Guerriglia per 27 giorni
I combattimenti assunsero la forma di guerriglia e andarono avanti per 27 giorni, durante i quali anche l’intera popolazione del ghetto, compresi quelli che non si unirono alla lotta armata, fece di tutto per ostacolare i tentativi di deportazione dei nazisti, per esempio non presentandosi ai punti di raccolta e nascondendosi nei bunker sotterranei. Il successivo 8 maggio Stroop e le forze al suo comando iniziarono a riprendere gradualmente il controllo del ghetto partendo dall’edificio che era diventato il quartier generale della ZOB, al numero 18 di via Mila.

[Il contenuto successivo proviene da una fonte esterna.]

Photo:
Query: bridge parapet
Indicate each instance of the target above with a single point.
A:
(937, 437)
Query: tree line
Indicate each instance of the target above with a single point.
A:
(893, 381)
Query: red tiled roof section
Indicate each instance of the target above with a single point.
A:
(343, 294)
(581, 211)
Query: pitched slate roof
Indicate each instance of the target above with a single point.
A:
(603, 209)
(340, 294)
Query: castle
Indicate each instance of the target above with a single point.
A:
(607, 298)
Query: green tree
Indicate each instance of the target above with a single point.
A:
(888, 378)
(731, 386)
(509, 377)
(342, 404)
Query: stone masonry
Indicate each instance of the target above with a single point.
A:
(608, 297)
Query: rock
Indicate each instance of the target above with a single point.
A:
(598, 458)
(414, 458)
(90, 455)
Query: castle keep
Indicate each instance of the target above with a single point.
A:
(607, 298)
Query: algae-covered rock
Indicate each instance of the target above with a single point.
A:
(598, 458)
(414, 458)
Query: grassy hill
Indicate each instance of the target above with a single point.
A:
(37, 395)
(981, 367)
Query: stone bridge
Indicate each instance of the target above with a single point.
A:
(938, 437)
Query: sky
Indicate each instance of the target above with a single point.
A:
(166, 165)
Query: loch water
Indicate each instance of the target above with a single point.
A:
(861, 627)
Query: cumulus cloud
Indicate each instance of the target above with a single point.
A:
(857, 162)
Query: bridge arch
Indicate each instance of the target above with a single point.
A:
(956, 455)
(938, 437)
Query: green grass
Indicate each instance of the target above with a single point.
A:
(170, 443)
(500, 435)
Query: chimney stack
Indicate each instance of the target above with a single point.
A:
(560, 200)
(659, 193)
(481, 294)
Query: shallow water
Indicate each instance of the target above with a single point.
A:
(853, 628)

“Non è chiaro come morirono i leader del movimento armato. Secondo alcune ricostruzioni si suicidarono per evitare la cattura”.
16 maggio, «Il ghetto ebraico non esiste più»
La riconquista tedesca del ghetto si concluse il 16 maggio. I tedeschi demolirono l’area un pezzo per volta, procedendo isolato per isolato per catturare le persone all’interno degli edifici. Molti edifici furono bruciati, e la principale sinagoga della città, la Grande Sinagoga di via Tlomackie, fu fatta esplodere il 16 maggio del 1943. Lo stesso giorno Stroop dichiarò che «l’ex quartiere ebraico di Varsavia non esiste più».
42 mila sterminati nella Erntefest
Nelle settimane successive le SS e la polizia tedesca arrestarono e deportarono circa 42mila persone. La maggior parte di loro fu uccisa nel novembre del 1943, nell’operazione poi divenuta nota come Erntefest, ‘Operazione Festa del Raccolto’. Altre 7mila persone furono uccise direttamente nel ghetto.
Mattarella e il fascismo italiano
Mattarella: «Ad Auschwitz un crimine senza oblio né perdono». Il capo dello Stato dopo aver visitato il museo di Auschwitz. «Fare memoria dei milioni di cittadini assassinati da un regime sanguinario come quello nazista che, con la complicità dei regimi fascisti europei che consegnarono propri concittadini ai carnefici, si macchiò di un crimine atroce contro l’umanità. Un crimine che non può conoscere né oblio né perdono». Memoria chiave quando ancora oggi qualche politico inciampa nella vergogna della ‘grande sostituzione’. Non più quella ebraica dei nazisti, ma quella dei nuovi migranti, riesumata più da stupidi che da eredi di quella lontana mostruosità.
«L’odio, il pregiudizio, il razzismo, l’estremismo e l’indifferenza, il delirio e la volontà di potenza sono in agguato, sfidano in permanenza la coscienza delle persone e dei popoli».